In days gone by (in web terms, of course, everything runs that much quicker, so we’re only talking say 3 or 4 years ago) you’d build a website, pay someone to do some search engine optimisation on it, and wait for the leads or sales to start coming in. No longer.
Time to go and find your customers
Things are changing, and changing fast. It’s time to start looking at the way you market your company online with new eyes. Because whereas before it was all about marking your territory and getting people to visit you, now you have to go and find them instead.
Your clients, potential clients and competition are all inhabiting different places on the internet to your website. They may even be talking about you there. Are you there too? If not, it is definitely starting to cost you money.
Here’s just a few ways you can spread your wings wider for little or no money. They all are disciplines in themselves, but it’s a good taster of the kind of things you ought to be doing, right now:
- Make more use of your blog. Not got a blog yet? Get one. There is stuff going on in your industry and company, and you should be commenting on it. Post to it at least once a week. Don’t blab on about your products all the time – post useful non-commercial stuff too. (Make sure it has an RSS feed too. This allows people to read it in a digest of all their favourite websites without visiting your site.)
- Start a company group on Facebook. Facebook has upwards of 200 million people using it. It is open of the most popular websites in the world. Tell your friends and family. Get them to join your group. Whenever you have anything to show, say or comment on, it should go on here too. People wear their Facebook Groups like badges online. Get your logo on it, and your clients, fans or colleagues will start attaching it to their own pages. Ask your staff to join up and do the same
- Open and use a Twitter account. Don’t know what Twitter is? Get someone who does to open your company’s account and start posting to it. Set your blog software up to auto-post to Twitter whenever you add something to the blog. Now anyone searching or subscribed to you on Twitter can see when you’ve updated your content without visiting your website
- Do the same for LinkedIn. LinkedIn is like old-school networking online. It is business-oriented, smart and popular. Join up. Take part. Join groups in your area of expertise. Answer question. Contribute
- Join and monitor any relevant online forums to your industry or area. Monitor the posts, and reply when you can help. Again, think non-commercial, and try and be of genuine use. There’s nothing to stop you mentioning who you are, where you work and what you do while you’re doing so
- Comment on other people’s blogs. It’s not enough to write your own blog. Find the popular blogs within your industry, town or niche and comment. At the very least people will start to come back to your blog and subscribe
- Send out an email newsletter to your subscribers at least once a month. You probably won’t have to write any new content on it as you’ll have four new blog posts to link to. And make sure your website´s email signup box is prominent so people leave you their details when they visit. What’s the point of someone visiting your website then going away forever? You want to start a dialogue with all potential customers. Sell them on your email newsletter, and make sure it’s good enough to deliver
Notice the link between points 2 to 7 above? They all happen AWAY from your website. People don’t come to your site every day. But they do check their email Facebook, Twitter, RSS, favourite forum or blog etc. Be there!

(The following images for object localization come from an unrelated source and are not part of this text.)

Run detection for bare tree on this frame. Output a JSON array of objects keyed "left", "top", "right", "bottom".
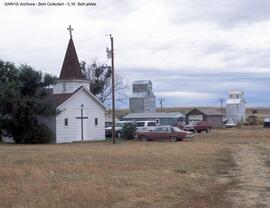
[{"left": 80, "top": 60, "right": 129, "bottom": 108}]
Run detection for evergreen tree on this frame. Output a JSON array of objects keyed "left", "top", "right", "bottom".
[{"left": 0, "top": 60, "right": 57, "bottom": 143}]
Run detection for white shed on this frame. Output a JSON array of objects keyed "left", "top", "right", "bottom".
[{"left": 226, "top": 90, "right": 246, "bottom": 124}]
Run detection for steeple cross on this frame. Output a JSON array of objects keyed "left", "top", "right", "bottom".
[{"left": 67, "top": 25, "right": 74, "bottom": 39}]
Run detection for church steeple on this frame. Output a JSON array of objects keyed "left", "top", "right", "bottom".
[
  {"left": 53, "top": 26, "right": 90, "bottom": 94},
  {"left": 59, "top": 38, "right": 84, "bottom": 80},
  {"left": 59, "top": 26, "right": 84, "bottom": 80}
]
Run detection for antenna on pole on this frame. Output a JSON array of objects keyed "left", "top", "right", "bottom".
[{"left": 106, "top": 47, "right": 112, "bottom": 59}]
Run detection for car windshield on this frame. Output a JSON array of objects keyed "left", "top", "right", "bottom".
[
  {"left": 155, "top": 127, "right": 161, "bottom": 132},
  {"left": 147, "top": 122, "right": 156, "bottom": 126},
  {"left": 172, "top": 127, "right": 182, "bottom": 132},
  {"left": 115, "top": 123, "right": 124, "bottom": 127},
  {"left": 136, "top": 122, "right": 144, "bottom": 127},
  {"left": 154, "top": 127, "right": 167, "bottom": 132}
]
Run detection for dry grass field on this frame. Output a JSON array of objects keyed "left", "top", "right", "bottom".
[{"left": 1, "top": 128, "right": 270, "bottom": 208}]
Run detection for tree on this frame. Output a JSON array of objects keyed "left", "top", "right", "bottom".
[
  {"left": 80, "top": 60, "right": 128, "bottom": 107},
  {"left": 0, "top": 60, "right": 58, "bottom": 143},
  {"left": 122, "top": 122, "right": 137, "bottom": 140}
]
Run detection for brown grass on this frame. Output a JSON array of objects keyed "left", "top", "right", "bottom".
[{"left": 0, "top": 128, "right": 270, "bottom": 208}]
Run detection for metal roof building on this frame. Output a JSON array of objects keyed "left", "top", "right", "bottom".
[
  {"left": 129, "top": 80, "right": 156, "bottom": 113},
  {"left": 226, "top": 90, "right": 246, "bottom": 124},
  {"left": 121, "top": 112, "right": 185, "bottom": 126},
  {"left": 185, "top": 108, "right": 223, "bottom": 128}
]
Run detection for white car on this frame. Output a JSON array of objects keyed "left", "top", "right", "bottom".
[
  {"left": 135, "top": 121, "right": 157, "bottom": 132},
  {"left": 105, "top": 121, "right": 127, "bottom": 137},
  {"left": 225, "top": 123, "right": 237, "bottom": 128},
  {"left": 225, "top": 118, "right": 237, "bottom": 128}
]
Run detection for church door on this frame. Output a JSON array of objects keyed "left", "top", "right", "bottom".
[{"left": 76, "top": 109, "right": 88, "bottom": 141}]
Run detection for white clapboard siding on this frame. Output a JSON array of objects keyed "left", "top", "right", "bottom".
[{"left": 56, "top": 89, "right": 105, "bottom": 143}]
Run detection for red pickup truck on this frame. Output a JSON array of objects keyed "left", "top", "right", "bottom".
[{"left": 183, "top": 121, "right": 212, "bottom": 133}]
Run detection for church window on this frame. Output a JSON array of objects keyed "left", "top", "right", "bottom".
[
  {"left": 64, "top": 118, "right": 69, "bottom": 126},
  {"left": 95, "top": 118, "right": 98, "bottom": 125}
]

There’s another common denominator too. These activities take effort, not a massive marketing spend. Twitter, LinkedIn, Facebook, email marketing, joining in forums and commenting on other people’s blogs are all free, or practically free, services and activities.
Many businesses are becoming publishers
Probably the main thing you need to do (apart from start believing this fundamental shift which is picking up pace and not going to go away) is to get someone within your organisation to start generating the copy for you. The whole strategy about will live or die on what you publish on your blog and what you say away from your website. Good companies are now publishers.
Still think you need to spend loads on a site and SEO? Well to be fair, different sectors have different need and one marketing strategy isn’t right for all, but please believe that this affects you even if you only have a small handful of predominantly business-to-business clients.
There’s one good knock on though if that web position is still your be-all and end-all: Many of the above techniques will benefit your SEO too!